KBA May / June 2020There you are, working diligently at your computer when you receive the dreaded email.  You are invited (required) to attend the upcoming annual Employee Security Awareness Training session.  Oh no, has it already been a year?  Please, please don't make me sit through that long, boring training and waste an hour or more of my day, AGAIN.  Sound familiar?

We all know that Employee Security Awareness Training is a key aspect of your Information Security Program.  In fact, the FFIEC IT Examination Booklet Information Security 2016 states, "Training should support security awareness and strengthen compliance with security and acceptable use policies. Management should educate users about their security roles and responsibilities and communicate them through acceptable use policies."  We even know that training should focus on important issues such as end-point security, log-in requirements, and password administration guidelines.  But still, the question remains, "Do we really have to do Employee Security Awareness Training, again?" The answer is Yes, and here's why.

The truth is simple.  People are the weakest link.  A bank can have all the latest technology and systems in place, but their employees will always be the weakest link, as well as the first line of defense, in the security chain.   It only takes one employee out of a hundred to click on a link that introduces malware into your network.  Or one employee who answers a few seemingly innocent questions, and important credential information used to hack a loan officer's email is in the hands of a threat actor who can now demand a fraudulent wire transfer.  As humans, we want to be trusting, and the bad guys work hard to be convincing.  Training not only addresses the technology but also the human element when it comes to keeping your bank and customer information safe. Here are a few tools to help make that happen.

Annual Training is Not Enough

Think back to last year's security awareness training session.  Was it really long, with a lot of jargon and information overload?  Sitting through all of the required training at one time can be overwhelming, with too much information to remember.  A better approach is to have more frequent training, maybe monthly or quarterly, that is shorter but more focused and pertinent.  Ongoing, consistent training communicates the importance of the bank's security culture, while allowing employees to understand and retain the training objective.

Use Real-Life Situations

It can be hard to relate to national breaches or vulnerabilities, but bringing a security issue to a more relatable level can drive home a security point.  For instance, demonstrating how easily simple passwords can be hacked, or identifying what information can be stolen from a mobile phone with no security, is relatable and memorable.  Instead of stating facts about the last password weakness breach or telling employees which passwords not to use, scale the information to a real-life circumstance.  Which leads me to my last point.

Train a New Way

Security Awareness Training doesn't have to be boring.  Training can be interactive using role simulations, team cyber issue problem solving, even question and answer sessions.  Test for effectiveness and provide incentives for good outcomes. Getting your employees involved and identifying themselves as a part of the solution can rejuvenate your employee training program.  Work with your employees to generate buy-in and make them ambassadors of your security.  Create a re-energized Employees Security Awareness Training program by training your staff in new and better ways, and deploy your employees as front-line protection for your bank and customer information.

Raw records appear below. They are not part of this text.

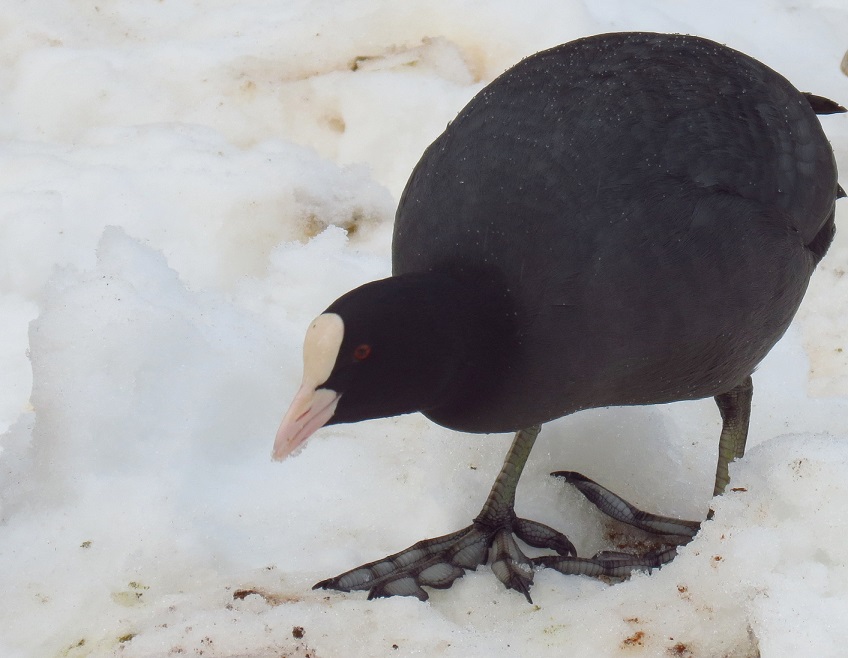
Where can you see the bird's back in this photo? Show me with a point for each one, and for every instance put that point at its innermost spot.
(655, 204)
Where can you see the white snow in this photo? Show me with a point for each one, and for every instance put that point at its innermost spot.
(176, 180)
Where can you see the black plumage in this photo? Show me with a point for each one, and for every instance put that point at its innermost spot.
(625, 219)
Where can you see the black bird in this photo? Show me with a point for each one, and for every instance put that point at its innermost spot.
(624, 219)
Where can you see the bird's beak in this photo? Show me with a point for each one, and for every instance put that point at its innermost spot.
(310, 409)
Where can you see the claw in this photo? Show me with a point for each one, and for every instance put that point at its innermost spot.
(538, 535)
(620, 510)
(510, 565)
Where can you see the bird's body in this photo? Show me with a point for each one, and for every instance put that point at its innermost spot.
(651, 203)
(624, 219)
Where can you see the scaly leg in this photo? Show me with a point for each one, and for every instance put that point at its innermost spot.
(735, 409)
(439, 562)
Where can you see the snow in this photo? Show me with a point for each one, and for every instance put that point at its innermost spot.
(183, 187)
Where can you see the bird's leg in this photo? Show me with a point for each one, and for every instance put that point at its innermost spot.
(735, 408)
(439, 562)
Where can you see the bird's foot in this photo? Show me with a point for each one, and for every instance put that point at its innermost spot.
(439, 562)
(674, 533)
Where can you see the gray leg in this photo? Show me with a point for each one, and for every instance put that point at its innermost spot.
(735, 408)
(439, 562)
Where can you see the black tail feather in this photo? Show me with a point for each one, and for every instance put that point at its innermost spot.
(822, 105)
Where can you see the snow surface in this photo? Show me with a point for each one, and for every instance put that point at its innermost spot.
(176, 183)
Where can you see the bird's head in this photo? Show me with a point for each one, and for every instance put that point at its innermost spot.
(387, 348)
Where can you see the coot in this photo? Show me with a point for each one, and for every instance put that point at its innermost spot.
(624, 219)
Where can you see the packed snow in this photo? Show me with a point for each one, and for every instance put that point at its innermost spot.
(183, 187)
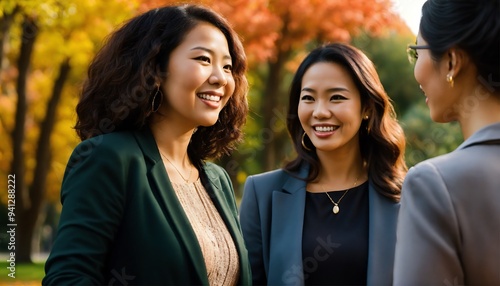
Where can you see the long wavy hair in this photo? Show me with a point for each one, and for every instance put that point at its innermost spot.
(381, 138)
(473, 26)
(119, 90)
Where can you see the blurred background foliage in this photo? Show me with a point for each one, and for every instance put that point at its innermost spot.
(46, 46)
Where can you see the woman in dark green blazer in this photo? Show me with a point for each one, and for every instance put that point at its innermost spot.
(141, 205)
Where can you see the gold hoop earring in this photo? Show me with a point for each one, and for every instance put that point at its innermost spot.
(304, 144)
(154, 106)
(449, 79)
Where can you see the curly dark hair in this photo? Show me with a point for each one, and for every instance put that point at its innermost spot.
(120, 87)
(382, 147)
(471, 25)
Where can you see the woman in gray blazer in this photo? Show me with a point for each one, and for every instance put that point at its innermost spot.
(449, 224)
(329, 216)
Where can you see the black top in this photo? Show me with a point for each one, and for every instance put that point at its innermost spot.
(335, 246)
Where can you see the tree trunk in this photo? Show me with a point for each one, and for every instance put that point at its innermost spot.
(17, 168)
(274, 96)
(30, 216)
(272, 114)
(5, 24)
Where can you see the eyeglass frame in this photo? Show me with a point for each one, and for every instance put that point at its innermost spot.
(411, 51)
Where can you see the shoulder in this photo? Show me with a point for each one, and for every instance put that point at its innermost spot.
(271, 178)
(113, 148)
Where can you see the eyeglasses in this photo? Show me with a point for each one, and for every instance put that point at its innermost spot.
(411, 51)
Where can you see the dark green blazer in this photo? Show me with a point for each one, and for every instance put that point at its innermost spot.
(122, 224)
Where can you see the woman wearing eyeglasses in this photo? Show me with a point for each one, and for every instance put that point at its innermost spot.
(449, 222)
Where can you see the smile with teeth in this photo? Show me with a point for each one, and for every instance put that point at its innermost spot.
(209, 97)
(325, 128)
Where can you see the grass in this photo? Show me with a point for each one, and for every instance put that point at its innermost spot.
(26, 274)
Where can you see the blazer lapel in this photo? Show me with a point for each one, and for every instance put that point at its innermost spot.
(288, 207)
(487, 135)
(381, 238)
(165, 195)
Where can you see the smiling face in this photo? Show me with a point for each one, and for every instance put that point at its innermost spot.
(199, 78)
(440, 96)
(330, 108)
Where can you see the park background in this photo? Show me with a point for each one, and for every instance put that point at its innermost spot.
(46, 46)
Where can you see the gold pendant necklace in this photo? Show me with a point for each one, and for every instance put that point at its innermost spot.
(336, 208)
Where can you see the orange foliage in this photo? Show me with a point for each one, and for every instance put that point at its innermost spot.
(272, 26)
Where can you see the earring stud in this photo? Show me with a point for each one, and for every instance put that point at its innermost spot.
(449, 79)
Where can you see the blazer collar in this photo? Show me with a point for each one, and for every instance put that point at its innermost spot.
(295, 184)
(484, 135)
(165, 195)
(288, 205)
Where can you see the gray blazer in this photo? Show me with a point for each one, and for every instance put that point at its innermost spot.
(449, 224)
(272, 215)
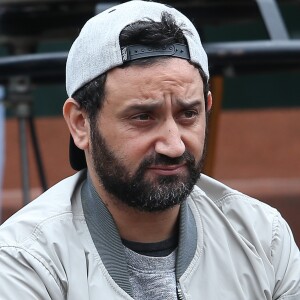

A good Security Awareness Program is integral to helping your employees understand your bank culture relating to security.  While management sets the tone for a commitment to security, the employee's knowledge and awareness play a primary role in protecting the bank, and customer information.  By providing relevant security awareness training, you are inviting your employees to participate in successfully protecting the confidentiality, availability, and integrity of the bank's information and information assets.